Location
- 122 Substation Road Cottonwood, Idaho United States 46°03′57″N 116°21′20″W﻿ / ﻿46.065811°N 116.3555649°W

Information
- Type: Private
- Motto: Ever Higher (Excelsior)
- Established: 1997; 29 years ago
- Principal: Brian Cummings
- Staff: 10 (FTE)
- Grades: K–12
- Enrollment: 108 (2024–2025, K-12)
- Student to teacher ratio: 11
- Colors: Navy Burgundy
- Athletics conference: 1A Whitepine League
- Mascot: Patriots
- Accreditation: Cognia
- Website: www.johnbosco.org

= St. John Bosco Academy =

St.

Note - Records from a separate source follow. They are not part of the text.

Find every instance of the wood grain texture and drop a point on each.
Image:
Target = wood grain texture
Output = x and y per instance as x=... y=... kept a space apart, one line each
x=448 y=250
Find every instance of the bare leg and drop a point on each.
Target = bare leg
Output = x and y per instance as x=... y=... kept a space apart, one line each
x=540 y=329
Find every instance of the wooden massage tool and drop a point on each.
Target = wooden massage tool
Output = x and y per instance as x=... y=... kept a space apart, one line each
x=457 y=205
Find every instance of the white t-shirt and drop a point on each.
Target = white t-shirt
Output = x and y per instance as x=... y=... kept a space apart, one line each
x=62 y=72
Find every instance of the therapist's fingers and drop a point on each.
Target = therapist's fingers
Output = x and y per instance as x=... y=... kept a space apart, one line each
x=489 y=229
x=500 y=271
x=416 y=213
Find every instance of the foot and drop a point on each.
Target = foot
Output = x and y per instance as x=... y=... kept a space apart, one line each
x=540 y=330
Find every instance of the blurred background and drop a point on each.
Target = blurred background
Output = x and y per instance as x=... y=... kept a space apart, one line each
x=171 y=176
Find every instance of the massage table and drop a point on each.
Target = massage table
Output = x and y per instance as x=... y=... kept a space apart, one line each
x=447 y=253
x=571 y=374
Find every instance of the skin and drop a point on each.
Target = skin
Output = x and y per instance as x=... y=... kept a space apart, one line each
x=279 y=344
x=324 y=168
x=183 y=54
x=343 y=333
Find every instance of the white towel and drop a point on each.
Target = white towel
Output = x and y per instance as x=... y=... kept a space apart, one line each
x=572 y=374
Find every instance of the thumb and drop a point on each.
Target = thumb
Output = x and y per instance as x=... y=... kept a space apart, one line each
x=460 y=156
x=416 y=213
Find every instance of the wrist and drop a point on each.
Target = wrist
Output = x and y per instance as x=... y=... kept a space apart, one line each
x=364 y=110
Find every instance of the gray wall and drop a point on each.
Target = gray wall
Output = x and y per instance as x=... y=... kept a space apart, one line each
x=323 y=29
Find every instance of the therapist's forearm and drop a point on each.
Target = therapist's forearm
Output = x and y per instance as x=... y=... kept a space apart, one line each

John Bosco Academy is a grade K-12 Private school located in Cottonwood, Idaho, United States.

==History==
Originally founded in 1997 as Summit Academy, with the school's classroom located in a home basement, the school steadily grew from one teacher and 14 students from Kindergarten through 5th grade to graduating their first high school class in 2005. A new building was opened in 2002 with five classrooms, computer lab and gymnasium on 40 donated acres on the north end of Cottonwood. The school continued to expand with additions in 2014, 2020 and 2024. In 2017, the school received provisional affiliation with the Diocese of Boise. On July 1, 2019, the school changed its name to St. John Bosco Academy to better reflect their Catholic foundation. It was named after John Bosco, an Italian Catholic priest, educator and writer.

==Athletics==
St. John Bosco Academy Patriots compete in the 1A division, the smallest division in the Idaho High School Activities Association (IHSAA). They participate in the District II Whitepines League.